# Inductive proof that (n!)^2 >n^n for n≥3

1. Sep 4, 2011

### fanofphysics

1. The problem statement, all variables and given/known data
Give an inductive proof that (n!)^2 > n^n for n≥3

2. Relevant equations

3. The attempt at a solution
The case n=3 is easy (3! = 6, 6^2 = 6; 3^3 = 27; 36>27 : QED)

I can write out/expand ((n+1)!)^2 and (n+1)^(n+1), but I'm lost trying to manipulate the resulting expressions to prove the LHS > RHS.

(First post here, please be gentle)
1. The problem statement, all variables and given/known data

2. Relevant equations

3. The attempt at a solution

2. Sep 4, 2011

### Dickfore

You are not using the Inductive method. You must assume that the inequality is true for some $n = k \ge 3$ and then prove its validity for $n = k + 1$ using that assumption.

3. Sep 4, 2011

### Dickfore

For now, I will only give you the hint that the following inequality holds:
$$n + 1 > \left(1 + \frac{1}{n}\right)^{\; n} , \; n \ge 2,$$
which is trivial if you know the meaning of the sequence on the right.

4. Sep 4, 2011

### fanofphysics

Thanks very much Dickfore!

It's not that I don't (didn't) know how to do an induction proof, but that I expressed myself wrongly. Also, I see you can use symbols (Latex?), which is good, but I need to learn how myself.

I'll work on this, with your hint. If I can work it out myself, is it OK to post the solution? Or is it better just that I know, myself, how to do it? Sorry, but I'm new, and I don't know the ropes (but I'm extremely happy to have found this forum!!!!)

5. Sep 4, 2011

### ArcanaNoir

If you're just stuck on the algebra, maybe you could scan your work and post it as an image and we could point you in the right direction?

6. Sep 4, 2011

### Dickfore

If you find the solution, using the hint I gave, would you mind scanning it and attaching it here in case you cannot write it out in LaTeX? After that, we can go on and justify the inequality. I strongly encourage you to try and master LaTeX as it is very useful in communicating mathematical ideas.

7. Sep 4, 2011

### ArcanaNoir

Ditto about latex, but your first post isn't really the time to try it out on a long string of algebra, unless you have a LOT of time... I find it's better to learn starting on single equations.

8. Sep 4, 2011

### fanofphysics

(n+1)^(n+1) = (n+1)(n+1)^n - by definition
= (n+1) ((1+1/n)^n) n^n - because (n+1) = n(1+1/n)
< (n+1) ((1+1/n)^n) (n!)^2 - per the inductive method
< (n+1)(n+1) (n!)^2 (n≥2) - per Dickfore's hint
= ((n+1)^2) (n!)^2
= ((n+1)!)^2 - by definition

-> (n+1)^(n+1) < ((n+1)!)^2 QED

Pretty ugly to read, and incredibly easy to mis-type, but a sound, inductive, proof nonetheless.

At least I think so.

Yes, ArcanaNoir, I will be investing the time to learn Latex.

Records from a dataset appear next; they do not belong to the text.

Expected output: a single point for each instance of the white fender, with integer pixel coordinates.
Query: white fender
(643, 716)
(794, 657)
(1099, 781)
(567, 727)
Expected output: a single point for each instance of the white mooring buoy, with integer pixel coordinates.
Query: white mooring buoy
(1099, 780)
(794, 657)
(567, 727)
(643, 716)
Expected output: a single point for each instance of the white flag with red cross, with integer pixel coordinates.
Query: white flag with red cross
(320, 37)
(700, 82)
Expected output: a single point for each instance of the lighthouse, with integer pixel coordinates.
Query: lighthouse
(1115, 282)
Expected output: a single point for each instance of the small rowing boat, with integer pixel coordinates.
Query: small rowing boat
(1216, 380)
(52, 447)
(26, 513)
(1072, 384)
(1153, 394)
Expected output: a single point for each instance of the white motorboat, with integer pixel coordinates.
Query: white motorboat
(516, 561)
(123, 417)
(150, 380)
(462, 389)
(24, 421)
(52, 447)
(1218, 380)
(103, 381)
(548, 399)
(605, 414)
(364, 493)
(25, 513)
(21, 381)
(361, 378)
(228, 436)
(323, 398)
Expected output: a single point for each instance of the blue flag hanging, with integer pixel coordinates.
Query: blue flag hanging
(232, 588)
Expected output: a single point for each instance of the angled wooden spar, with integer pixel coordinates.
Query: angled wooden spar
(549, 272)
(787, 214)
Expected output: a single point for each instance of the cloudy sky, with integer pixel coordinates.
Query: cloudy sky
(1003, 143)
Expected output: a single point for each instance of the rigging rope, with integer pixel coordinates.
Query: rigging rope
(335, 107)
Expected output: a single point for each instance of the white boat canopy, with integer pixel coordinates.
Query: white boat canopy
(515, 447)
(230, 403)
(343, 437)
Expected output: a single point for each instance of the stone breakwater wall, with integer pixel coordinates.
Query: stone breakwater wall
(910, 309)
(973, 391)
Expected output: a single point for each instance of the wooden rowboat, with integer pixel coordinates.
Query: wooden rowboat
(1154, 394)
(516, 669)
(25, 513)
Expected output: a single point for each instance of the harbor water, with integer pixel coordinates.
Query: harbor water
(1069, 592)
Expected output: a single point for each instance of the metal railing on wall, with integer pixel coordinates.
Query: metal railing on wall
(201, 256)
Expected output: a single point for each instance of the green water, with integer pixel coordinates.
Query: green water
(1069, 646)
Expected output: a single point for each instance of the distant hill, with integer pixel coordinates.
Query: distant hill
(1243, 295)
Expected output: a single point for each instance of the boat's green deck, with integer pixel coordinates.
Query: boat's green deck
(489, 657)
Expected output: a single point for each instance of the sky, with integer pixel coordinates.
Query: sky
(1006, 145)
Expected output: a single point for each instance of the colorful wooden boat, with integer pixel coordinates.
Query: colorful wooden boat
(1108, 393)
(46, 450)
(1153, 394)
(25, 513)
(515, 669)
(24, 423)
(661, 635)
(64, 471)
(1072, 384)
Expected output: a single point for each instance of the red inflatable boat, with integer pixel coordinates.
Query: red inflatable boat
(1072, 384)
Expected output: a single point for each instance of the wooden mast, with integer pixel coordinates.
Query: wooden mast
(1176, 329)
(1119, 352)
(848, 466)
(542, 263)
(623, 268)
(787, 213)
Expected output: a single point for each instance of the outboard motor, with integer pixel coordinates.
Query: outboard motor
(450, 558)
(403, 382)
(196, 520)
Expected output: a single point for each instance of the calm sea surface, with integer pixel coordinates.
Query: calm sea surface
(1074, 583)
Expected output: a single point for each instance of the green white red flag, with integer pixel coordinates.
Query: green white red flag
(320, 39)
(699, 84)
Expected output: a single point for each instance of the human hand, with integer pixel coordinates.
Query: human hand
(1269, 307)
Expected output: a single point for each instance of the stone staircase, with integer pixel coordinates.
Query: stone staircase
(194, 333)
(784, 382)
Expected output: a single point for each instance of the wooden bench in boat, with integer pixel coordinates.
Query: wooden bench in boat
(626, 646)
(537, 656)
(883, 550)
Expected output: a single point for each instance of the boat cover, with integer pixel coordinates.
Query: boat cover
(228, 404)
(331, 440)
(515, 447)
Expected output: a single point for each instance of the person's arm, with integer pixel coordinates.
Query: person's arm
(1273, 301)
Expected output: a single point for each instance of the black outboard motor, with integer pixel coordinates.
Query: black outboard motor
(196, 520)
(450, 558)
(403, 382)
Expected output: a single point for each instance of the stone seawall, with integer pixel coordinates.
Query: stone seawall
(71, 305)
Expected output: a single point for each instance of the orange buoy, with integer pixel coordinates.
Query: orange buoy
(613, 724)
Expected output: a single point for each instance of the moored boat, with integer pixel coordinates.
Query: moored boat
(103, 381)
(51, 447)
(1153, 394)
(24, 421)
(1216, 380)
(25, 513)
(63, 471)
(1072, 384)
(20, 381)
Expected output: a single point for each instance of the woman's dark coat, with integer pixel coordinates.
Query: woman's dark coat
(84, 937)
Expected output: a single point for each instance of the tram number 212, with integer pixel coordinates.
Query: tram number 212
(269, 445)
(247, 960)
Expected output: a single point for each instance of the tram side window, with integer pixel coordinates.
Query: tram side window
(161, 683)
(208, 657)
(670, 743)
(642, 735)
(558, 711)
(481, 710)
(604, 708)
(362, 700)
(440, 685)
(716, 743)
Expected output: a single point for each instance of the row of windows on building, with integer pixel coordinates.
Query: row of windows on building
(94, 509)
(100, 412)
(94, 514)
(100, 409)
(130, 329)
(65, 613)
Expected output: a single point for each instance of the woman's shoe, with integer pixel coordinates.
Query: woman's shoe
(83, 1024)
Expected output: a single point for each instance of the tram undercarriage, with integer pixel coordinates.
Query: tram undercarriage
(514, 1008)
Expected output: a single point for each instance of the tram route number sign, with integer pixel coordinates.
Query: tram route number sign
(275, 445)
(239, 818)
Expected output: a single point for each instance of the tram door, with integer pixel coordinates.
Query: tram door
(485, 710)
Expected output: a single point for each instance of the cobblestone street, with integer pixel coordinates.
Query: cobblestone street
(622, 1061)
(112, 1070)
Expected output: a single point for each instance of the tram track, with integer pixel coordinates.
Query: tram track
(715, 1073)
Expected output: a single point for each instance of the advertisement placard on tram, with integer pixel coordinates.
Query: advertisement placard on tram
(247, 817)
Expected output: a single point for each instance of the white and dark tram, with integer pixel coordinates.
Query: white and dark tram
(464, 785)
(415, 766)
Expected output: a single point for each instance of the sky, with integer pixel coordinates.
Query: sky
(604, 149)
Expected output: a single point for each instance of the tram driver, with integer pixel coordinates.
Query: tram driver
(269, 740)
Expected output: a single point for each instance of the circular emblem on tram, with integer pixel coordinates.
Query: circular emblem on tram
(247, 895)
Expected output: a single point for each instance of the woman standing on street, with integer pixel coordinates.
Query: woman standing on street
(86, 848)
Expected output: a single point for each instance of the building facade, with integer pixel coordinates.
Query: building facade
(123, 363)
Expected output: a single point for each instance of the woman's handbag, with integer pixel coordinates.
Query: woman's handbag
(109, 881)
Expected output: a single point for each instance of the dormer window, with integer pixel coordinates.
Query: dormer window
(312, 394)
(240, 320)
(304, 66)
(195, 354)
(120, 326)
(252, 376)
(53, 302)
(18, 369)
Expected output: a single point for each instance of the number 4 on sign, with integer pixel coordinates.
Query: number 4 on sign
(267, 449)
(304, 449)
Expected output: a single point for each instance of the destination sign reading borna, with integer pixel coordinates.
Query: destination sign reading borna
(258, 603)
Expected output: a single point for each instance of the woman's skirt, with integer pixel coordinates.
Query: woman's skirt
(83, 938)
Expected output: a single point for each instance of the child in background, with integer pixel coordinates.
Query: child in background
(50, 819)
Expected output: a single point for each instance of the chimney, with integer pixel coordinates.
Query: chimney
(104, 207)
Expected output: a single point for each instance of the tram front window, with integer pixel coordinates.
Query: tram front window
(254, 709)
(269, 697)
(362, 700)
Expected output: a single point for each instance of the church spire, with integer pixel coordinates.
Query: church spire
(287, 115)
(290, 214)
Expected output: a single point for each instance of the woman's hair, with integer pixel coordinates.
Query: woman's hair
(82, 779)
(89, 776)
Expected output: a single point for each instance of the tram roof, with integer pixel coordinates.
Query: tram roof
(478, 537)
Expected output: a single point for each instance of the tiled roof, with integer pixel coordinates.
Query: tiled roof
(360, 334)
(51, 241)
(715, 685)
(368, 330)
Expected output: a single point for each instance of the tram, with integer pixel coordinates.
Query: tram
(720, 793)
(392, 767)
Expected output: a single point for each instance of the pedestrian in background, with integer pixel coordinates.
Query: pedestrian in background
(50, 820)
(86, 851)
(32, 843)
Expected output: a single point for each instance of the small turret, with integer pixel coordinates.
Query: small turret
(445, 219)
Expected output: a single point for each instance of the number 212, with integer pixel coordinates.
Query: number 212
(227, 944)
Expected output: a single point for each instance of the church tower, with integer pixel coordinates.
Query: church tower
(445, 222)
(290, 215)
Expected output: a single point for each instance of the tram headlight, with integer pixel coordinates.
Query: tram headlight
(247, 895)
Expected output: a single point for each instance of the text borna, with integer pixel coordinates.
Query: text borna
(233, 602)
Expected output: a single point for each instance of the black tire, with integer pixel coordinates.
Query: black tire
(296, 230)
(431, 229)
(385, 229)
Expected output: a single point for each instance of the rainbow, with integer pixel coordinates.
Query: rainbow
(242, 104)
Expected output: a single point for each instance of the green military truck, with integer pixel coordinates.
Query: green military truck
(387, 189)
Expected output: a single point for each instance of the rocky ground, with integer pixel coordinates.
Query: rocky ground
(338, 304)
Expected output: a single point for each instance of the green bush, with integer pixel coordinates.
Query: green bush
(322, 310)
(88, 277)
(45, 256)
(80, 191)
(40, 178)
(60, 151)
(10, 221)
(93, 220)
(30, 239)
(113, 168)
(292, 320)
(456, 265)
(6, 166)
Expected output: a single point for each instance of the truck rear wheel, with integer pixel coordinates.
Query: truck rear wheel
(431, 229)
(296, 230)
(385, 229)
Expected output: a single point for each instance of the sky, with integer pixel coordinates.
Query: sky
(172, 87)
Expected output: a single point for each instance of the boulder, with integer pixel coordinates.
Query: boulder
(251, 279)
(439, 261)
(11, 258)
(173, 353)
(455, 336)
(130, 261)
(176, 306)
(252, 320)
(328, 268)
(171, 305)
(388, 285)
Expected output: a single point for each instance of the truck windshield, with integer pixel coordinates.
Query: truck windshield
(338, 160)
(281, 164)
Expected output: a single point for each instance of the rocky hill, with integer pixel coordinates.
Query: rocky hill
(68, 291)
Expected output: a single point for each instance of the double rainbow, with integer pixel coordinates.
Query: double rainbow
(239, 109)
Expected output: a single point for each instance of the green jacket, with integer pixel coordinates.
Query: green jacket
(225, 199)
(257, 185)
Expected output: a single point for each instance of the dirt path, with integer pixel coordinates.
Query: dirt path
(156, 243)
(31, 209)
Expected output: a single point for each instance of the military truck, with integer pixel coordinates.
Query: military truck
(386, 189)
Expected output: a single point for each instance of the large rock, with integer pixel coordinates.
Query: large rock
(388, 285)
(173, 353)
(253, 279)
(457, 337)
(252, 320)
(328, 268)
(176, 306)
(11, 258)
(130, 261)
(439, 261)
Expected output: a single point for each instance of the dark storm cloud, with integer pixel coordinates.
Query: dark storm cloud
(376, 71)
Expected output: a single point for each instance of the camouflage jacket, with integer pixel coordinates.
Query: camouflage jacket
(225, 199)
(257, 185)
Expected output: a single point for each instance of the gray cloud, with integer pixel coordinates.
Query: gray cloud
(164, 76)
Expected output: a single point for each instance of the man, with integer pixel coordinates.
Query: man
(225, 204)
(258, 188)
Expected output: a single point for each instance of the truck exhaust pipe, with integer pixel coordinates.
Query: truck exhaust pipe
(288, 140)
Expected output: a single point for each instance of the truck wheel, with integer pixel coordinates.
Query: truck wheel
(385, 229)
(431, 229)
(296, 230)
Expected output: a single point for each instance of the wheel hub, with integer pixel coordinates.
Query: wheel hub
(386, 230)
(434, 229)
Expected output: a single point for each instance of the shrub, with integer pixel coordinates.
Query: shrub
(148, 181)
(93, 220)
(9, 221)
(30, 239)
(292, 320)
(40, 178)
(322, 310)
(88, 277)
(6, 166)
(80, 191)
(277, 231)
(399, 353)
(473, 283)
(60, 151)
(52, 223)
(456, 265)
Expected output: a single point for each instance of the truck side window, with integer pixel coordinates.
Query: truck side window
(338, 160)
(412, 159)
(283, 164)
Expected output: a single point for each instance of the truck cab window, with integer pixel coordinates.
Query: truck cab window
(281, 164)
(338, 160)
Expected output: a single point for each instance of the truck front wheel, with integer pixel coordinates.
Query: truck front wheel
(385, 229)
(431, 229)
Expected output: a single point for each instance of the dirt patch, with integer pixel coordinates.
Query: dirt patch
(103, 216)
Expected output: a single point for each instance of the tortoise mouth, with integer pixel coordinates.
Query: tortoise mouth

That leaves just the inequality in Dickfore's post; it's obviously true, and relatively easy to prove, which I've done (but I'll post the proof in a later post, if you guys think it would be good, in terms of my learning this stuff).

So, a REALLY BIG THANK YOU!

9. Sep 4, 2011

### fanofphysics

Problem statement:
$$\left(n!\right)^{\;n} > n^{\;n} , n \ge 3$$

Proof (a couple of lines anyway):

$$\left(n + 1\right)^{\;\left(n+1\right)} =\left(n + 1\right) \left(n + 1\right)^{\;n}$$ - by definition
$$= \left(n + 1\right) n^{\;n} \left(1 + \frac{1}{n}\right)^{\; n}$$ - because ...

OK, so that kinda works, but there are some aspects I don't understand yet ...

10. Sep 4, 2011

### ArcanaNoir

What happened to the factorial?

11. Sep 4, 2011

### Dickfore

He's proving it from the right to the left.

12. Sep 4, 2011

### ArcanaNoir

ooh.

13. Sep 4, 2011

### fanofphysics

Oh dear, is that a mistake?

Does it make the proof wrong?

I think I could re-write it, going the other way, and maybe even using Latex (though I still haven't got the hang of how to get the number of spaces right, nor the line spacing ...).